Author: Tanenbaum Jessica
Institution: History of Science/Medicine
Date: February 2005
In 1983, Australian doctors J. Robin Warren and Barry Marshall isolated Helicobacter pylori, the bacterial cause of peptic ulcer disease (P.U.D.). However, decades passed before most doctors prescribed antibiotics to their afflicted patients. Why didn't the medical community hit itself on its collective head? After all, most bacterial diseases had been discovered a century before during Robert Koch's golden age of bacteriology. Why didn't doctors laud Warren and Marshall for their findings? Why didn't long-term ulcer-sufferers champion Warren and Marshall's discovery that with a standard course of oral antibiotics, patients no longer have to swig antacid, feel guilty for leading a stressful life, or massage their stomachs through their coats to distract from their ulcers' gnawing pain. Understanding these questions reveals how complex scientific processes mold contemporary medical discoveries and their reception.

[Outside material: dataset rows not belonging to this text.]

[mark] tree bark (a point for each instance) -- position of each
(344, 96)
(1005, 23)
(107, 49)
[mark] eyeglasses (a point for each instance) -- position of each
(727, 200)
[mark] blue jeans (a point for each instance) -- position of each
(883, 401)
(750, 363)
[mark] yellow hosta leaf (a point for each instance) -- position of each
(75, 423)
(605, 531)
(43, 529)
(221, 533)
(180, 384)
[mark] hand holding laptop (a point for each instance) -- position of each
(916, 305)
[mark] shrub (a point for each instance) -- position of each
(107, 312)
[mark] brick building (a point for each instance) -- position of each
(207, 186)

A brief history of ulcer treatment
In 1857, William Brinton was one of the first doctors to describe the stomach ulcer. But without diagnostic tools such as endoscopy and X-rays, ulcer detection remained difficult. Ulcers were absent from the 1899 first edition of the Merck Manual, the bible of diagnosis and therapy. Throughout the beginning of the twentieth century, doctors began to recognize ulcers as an infection, treating the condition with antacids or surgery. But, because scientists could find no causative agent, this "focal infection" theory became passé. As with cancer, stroke, and heart disease, the three most common killers in mid-twentieth century America, there was no single associated single germ. Therefore, the tide turned to the study of psychic and environmental factors.

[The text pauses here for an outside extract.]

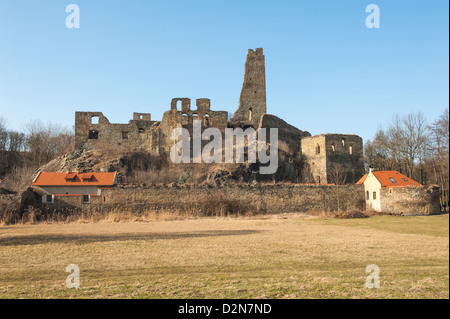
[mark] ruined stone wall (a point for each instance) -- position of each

Eventually, theories about infection and dyspepsia gave way for a theory that diet, smoking, and stress cause ulcers. Medical studies relating psychic stress and peptic ulcers became such a deeply entrenched part of American culture that as doctors, Arvey Rogers and Donna Hoel write, "A peptic ulcer used to be a badge of success. Up-and-coming professionals' were expected to earn one,and if they didn't maybe they weren't working and worrying hard enough".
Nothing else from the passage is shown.